Un avis que ne partage pas la direction de l’établissement industriel : « D’abord ce projet est lancé depuis mars dernier, et avec l’avis favorable de l’Autorité de Sûreté Nucléaire ou ASN. Ensuite, si l’exploitation des utilités est aujourd’hui assurée par Areva, leur maintenance est déjà confiée à différents prestataires, dont Dalkia. Nous avons simplement décidé de confier l’exploitation et la maintenance à un même prestataire. Pas n’importe lequel. Filiale de Veolia et d’EDF, Dalkia est déjà prestataire du même type d’installations sur sept sites nucléaires, Marcoule ou Caradache dans le sud de la France, par exemple. Enfin, Areva restera chef d’installation, c’est à dire responsable. Et concernant l’alimentation électrique, les plus hauts niveaux de sauvegarde se situent et resteront dans chacun des ateliers de l’usine. Ils ne seront pas sous la responsabilité de Dalkia.
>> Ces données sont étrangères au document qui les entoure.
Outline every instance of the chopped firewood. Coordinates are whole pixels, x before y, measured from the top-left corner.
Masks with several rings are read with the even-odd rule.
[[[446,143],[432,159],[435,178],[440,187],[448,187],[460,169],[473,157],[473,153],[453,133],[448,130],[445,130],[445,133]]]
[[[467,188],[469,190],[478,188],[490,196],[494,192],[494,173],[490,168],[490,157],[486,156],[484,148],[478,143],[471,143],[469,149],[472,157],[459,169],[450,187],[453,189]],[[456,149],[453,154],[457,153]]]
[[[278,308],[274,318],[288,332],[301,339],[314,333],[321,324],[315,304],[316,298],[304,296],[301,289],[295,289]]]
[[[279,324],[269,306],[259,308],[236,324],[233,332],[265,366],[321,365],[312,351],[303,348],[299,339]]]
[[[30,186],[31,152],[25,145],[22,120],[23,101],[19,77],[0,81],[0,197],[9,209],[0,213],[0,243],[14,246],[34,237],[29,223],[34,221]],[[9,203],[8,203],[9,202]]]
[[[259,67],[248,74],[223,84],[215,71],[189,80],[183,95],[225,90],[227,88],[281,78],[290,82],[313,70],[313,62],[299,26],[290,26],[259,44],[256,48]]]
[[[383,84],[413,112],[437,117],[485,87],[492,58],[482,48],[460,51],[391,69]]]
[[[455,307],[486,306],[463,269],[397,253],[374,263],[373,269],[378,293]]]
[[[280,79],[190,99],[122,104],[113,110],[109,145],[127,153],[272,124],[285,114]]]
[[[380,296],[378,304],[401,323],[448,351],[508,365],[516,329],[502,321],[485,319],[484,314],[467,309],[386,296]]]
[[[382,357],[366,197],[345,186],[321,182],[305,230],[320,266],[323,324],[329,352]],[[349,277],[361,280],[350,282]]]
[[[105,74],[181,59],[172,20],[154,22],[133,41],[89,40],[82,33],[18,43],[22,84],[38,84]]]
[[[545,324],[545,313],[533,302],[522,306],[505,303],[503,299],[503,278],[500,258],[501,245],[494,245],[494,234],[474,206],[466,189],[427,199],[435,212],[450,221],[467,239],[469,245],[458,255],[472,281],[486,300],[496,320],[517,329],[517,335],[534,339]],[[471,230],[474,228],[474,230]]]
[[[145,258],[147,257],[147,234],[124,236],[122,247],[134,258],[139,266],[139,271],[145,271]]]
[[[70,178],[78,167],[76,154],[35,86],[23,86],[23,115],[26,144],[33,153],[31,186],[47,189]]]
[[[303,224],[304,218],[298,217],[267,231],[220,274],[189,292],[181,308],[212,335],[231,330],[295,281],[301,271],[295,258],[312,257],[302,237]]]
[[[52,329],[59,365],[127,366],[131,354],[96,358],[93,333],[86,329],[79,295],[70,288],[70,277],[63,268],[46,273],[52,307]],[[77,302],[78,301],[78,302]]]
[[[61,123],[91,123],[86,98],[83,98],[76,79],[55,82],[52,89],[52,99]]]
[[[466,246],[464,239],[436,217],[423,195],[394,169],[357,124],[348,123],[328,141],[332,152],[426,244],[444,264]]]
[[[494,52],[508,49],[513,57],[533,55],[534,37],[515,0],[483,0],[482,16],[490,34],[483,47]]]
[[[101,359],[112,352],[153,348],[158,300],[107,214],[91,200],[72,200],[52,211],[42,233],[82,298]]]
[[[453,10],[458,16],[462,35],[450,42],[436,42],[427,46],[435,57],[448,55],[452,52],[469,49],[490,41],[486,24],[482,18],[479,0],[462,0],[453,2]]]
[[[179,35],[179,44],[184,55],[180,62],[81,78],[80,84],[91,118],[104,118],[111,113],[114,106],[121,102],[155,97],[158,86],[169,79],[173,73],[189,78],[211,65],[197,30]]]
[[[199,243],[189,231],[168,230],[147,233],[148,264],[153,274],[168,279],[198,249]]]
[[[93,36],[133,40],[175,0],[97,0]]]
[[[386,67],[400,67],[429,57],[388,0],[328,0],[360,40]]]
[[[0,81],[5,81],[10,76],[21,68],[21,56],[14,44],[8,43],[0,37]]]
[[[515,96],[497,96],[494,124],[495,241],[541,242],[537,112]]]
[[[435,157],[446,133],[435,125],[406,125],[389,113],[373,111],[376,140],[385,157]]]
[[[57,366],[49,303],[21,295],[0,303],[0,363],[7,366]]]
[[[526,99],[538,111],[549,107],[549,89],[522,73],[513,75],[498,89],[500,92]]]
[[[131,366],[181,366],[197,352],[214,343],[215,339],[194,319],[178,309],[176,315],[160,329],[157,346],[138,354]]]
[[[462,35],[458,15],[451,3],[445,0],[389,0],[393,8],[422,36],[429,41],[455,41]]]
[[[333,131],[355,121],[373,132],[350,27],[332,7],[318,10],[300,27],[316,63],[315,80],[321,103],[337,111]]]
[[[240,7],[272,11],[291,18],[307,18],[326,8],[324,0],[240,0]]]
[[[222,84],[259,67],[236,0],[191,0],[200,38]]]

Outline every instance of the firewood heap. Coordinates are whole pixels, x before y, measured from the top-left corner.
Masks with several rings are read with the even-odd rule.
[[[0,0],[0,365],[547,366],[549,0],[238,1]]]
Le bras de fer engagé n’est qu’une bataille syndicale » … et juridique.
 
Les syndicats ont en effet engagé une procédure devant le tribunal de grande instance de Paris pour faire annuler le projet. « A Paris pour que l’affaire soit jugée dans un climat serein », précise le délégué. L’instance juridique doit se prononcer le 5 juillet.